Mitophagy also plays a critical role in shaping immune responses within the TME. The deletion of PINK1/PARK2 leads to upregulation of PD-L1 during PDAC tumorigenesis [58]. Recently, Zhou et al. reported that activating ITGB4/BNIP3 could promote the phagocytosis of MHC-I by autophagosomes, thus promoting immune escape in PDAC [69]. In addition, MHC-I molecules could be selectively trapped and degraded in lysosomes through an autophagy-dependent mechanism involving the autophagy cargo receptor NBR1 [70]. Interestingly, mitochondria carrying mtDNA mutations can transfer from cancer cells to tumor-infiltrating lymphocytes (TILs), and these transferred mitochondria fail to undergo mitophagy. As a result, TILs acquiring cancer-derived mtDNA develop metabolic abnormalities and senescence with impaired effector and memory functions [71]. Though this has been demonstrated only in melanoma and non–small cell lung cancer, the direct regulation of mitophagy in immune cells within the PDAC tumor microenvironment remains largely unexplored. Nevertheless, a bioinformatic analysis revealed the correlation of PINK1 expression with immune cell infiltration in cancers [72]. Together, these findings highlight mitophagy as a therapeutic target within the tumor microenvironment.
Mitophagy as an engine of therapy resistance and a therapeutic target
Therapy resistance
It has long been recognized that mitochondrial quality control and turnover play important roles in the treatment resistance of PDAC. Mitophagy generally facilitates the rapid clearance of damaged mitochondria induced by cytotoxic agents, thereby preventing the accumulation of dysfunctional mitochondria, mitigating oxidative stress, and inhibiting the release of pro-apoptotic factors.

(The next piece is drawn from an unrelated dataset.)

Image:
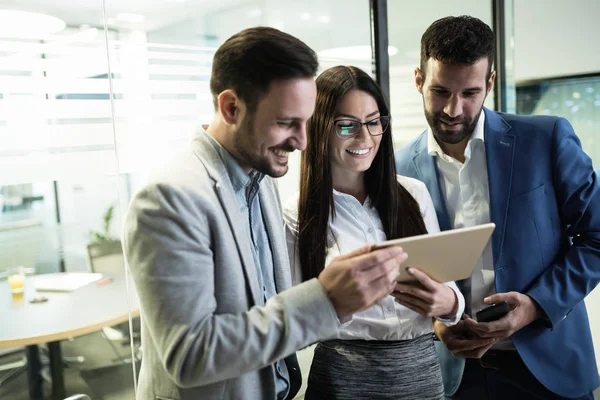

Several studies have shown that gemcitabine treatment induces active PINK1-mediated mitophagy and contributes to the chemoresistance of PDAC [73,74,75]. For instance, one study demonstrates that STOML2, a mitochondrial inner membrane protein critical for mitochondrial stability, inhibits mitophagy by degrading PINK1 through PARL stabilization in PDAC cells [73]. This action prevents gemcitabine-induced PINK1-dependent mitophagy and increases chemosensitivity in PDAC cells. Additionally, PINK1/Parkin-mediated mitophagy is also observed following treatment with Rocaglamide A, a compound extracted from the plant Aglaia elliptifolia, serving as a bypass mechanism to limit Rocaglamide A-induced apoptosis [76]. Meanwhile, gemcitabine-induced mitophagy may occur independently of Parkin and instead be mediated by alternative mitochondrial E3 ligases, such as MUL1 [75]. In summary, PINK1-mediated mitophagy, whether Parkin-dependent or independent, may confer resistance to chemotherapy-induced cell death in PDAC cells (Fig. 3).
PINK1-mediated mitophagy (both Parkin-dependent and independent) promotes resistance to chemotherapy-induced cell death. In contrast, BNIP3 upregulation (e.g., via lncRNA DGCR5) enhances apoptosis and chemosensitivity. These opposing effects underscore the context-dependent nature of mitophagy in PDAC treatment resistance, necessitating further investigation into pathway-specific regulatory mechanisms.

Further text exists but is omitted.